Garfield, at first, kept silent. Working from his home in Ohio, he hoped the scandal would quiet down if he didn’t engage. But he also had a nagging doubt. He didn’t think he had written the letter, but he wasn’t sure. During the campaign, he had signed so many letters, and it was possible he’d signed this one, too. He dispatched a secretary to Washington to search through his files there.
Meanwhile, the Republican Party had started to investigate this H.L. Morey. The day after the Morey letter was published, newspapers were already reporting doubts. Morey was supposed to live in Lynn, Massachusetts, about 10 miles from Boston, and have been part of the Employers’ Union. But business leaders in Boston said that no such organization had ever existed, and they knew of no H.L. Morey. Still, the Truth continued its campaign against Garfield; on October 23, the paper published a facsimile of the Morey letter on the cover of the paper. Pressure on Garfield increased—if he hadn’t written the letter, he needed to denounce it.
Garfield took a risk. He went public with a denial: he hadn’t written the letter. It wasn’t until October 25 that he received a copy of the Truth with the facsimile on the cover. Immediately, Garfield was reassured. The letter wasn’t in his handwriting nor that of his aides. Not long after, word came from D.C.: there was no copy of the letter in the files there. The letter was a fraud.
All of which led to the second question at the center of the scandal: Who had actually written the letter?
The Republican Party didn’t have much time to gain control of the story. They printed copies of Garfield’s denial and had them shipped to California “on a special car to San Francisco,” the San Francisco Chronicle reported. “The trip across the continent will be much the fastest ever made by any train.” (No one noted that those crucial, speedy trains were likely to travel on tracks built by Chinese labor.)
Garfield lost California, by just 144 votes. But he won the election. Although he had a wide margin of victory in the electoral college, in the popular vote Garfield’s margin of victory was the slimmest in the history of U.S. presidential elections: fewer than 10,000 votes separated the two candidates.
The scandal of the Morey letter dragged on for years after the election, though, even after Garfield was assassinated (for unrelated reasons) six months into his term. The journalist who originally published the letter, Kenward Philp, was put on trial for libel and forgery. Described by a contemporary paper as “a little fellow with a high forehead,” he’d been known as a political prankster, which didn’t help his case.
But Philp was acquitted of the crime. The only person to go to jail was one of two witnesses allegedly paid off by the Democratic Party to testify that they knew H.L. Morey.
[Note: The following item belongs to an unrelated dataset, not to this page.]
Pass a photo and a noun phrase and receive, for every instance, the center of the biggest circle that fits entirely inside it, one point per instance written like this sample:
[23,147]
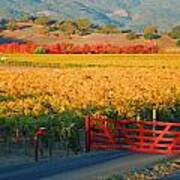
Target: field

But Morey did not exist and never had; eventually the two witnesses admitted as much. One was found guilty of perjury and sentenced to 8 years in Sing Sing. “In the author’s opinion, which he cannot document, it was probably the prankster Kenward Philp who penned the Morey letter,” wrote the historian Ted C. Hinckley, in one of most thorough accounts of the scandal.
A contemporary investigation, published in 1884, blamed a different culprit, a lawyer with “an innate love of intrigue, and a craving for notoriety.” In the end, no one knows for sure who wrote the Morey letter, described by a Republican lawyer at the time as “the most extraordinary and infamous achievement in political fraud-doing ever perpetrated by any political party in this country.”